Maggie Gallagher on Marriage: Keep Fighting

July 3, 2013

Maggie Gallagher reflects on the culture war and recent Supreme Court decisions in an interview with National Review Online’s Kathryn Jean Lopez.

Marriage, after gay marriage, is an under-defined commitment to love and caretaking, whose public character and status is newly uncertain. Why love? Why sex? Why just two? What does this have to do with parenting? What other relationships have an equal right to be counted as marriage?

Gay-marriage advocates will work this out, or more likely ignore — with the exception of a few like David Blankenhorn and Jonathan Rauch — these questions in favor of pursuing an ever more energetic strategy of using the power of law and culture to push new expanded equality norms around gay and transgender relationships.

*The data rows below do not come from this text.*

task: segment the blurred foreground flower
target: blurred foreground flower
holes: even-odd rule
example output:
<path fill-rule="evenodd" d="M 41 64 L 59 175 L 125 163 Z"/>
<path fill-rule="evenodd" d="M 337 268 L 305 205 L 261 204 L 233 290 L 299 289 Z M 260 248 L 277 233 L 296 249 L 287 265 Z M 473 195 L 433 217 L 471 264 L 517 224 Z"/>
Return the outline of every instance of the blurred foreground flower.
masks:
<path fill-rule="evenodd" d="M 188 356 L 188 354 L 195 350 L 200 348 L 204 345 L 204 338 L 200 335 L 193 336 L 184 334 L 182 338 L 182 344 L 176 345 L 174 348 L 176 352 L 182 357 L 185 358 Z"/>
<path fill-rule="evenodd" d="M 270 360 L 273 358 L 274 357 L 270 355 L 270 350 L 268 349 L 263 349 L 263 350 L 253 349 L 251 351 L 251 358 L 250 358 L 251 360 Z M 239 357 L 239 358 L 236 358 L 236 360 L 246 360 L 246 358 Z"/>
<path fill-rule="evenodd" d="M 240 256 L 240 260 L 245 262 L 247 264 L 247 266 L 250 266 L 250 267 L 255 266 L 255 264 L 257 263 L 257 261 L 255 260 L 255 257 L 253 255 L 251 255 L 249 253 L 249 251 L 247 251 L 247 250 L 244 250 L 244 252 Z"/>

. . . With Kennedy’s judgment, and his contempt of dissent, we’ve entered into a new era of the relationships between the American political order and traditional Judeo-Christian moral views.

(Link to Mark Steyn added.)

Is the fight over, then?

Will we concede the legitimacy of Kennedy’s fatwa against us, or will we respond with a sustained opposition — legal, political, cultural, and of the moral imagination?

I don’t believe in inevitability, I believe in human freedom and our power to shape the future. So it depends on us.

One Response to “Maggie Gallagher on Marriage: Keep Fighting”

  1. Snoodickle Says:

    It’s over. Give it up. I would bet the farm that the Supreme Court announces a constitutional right to gay marriage within the next 20 years, and that it’s accepted by a vast majority of society within the next few years.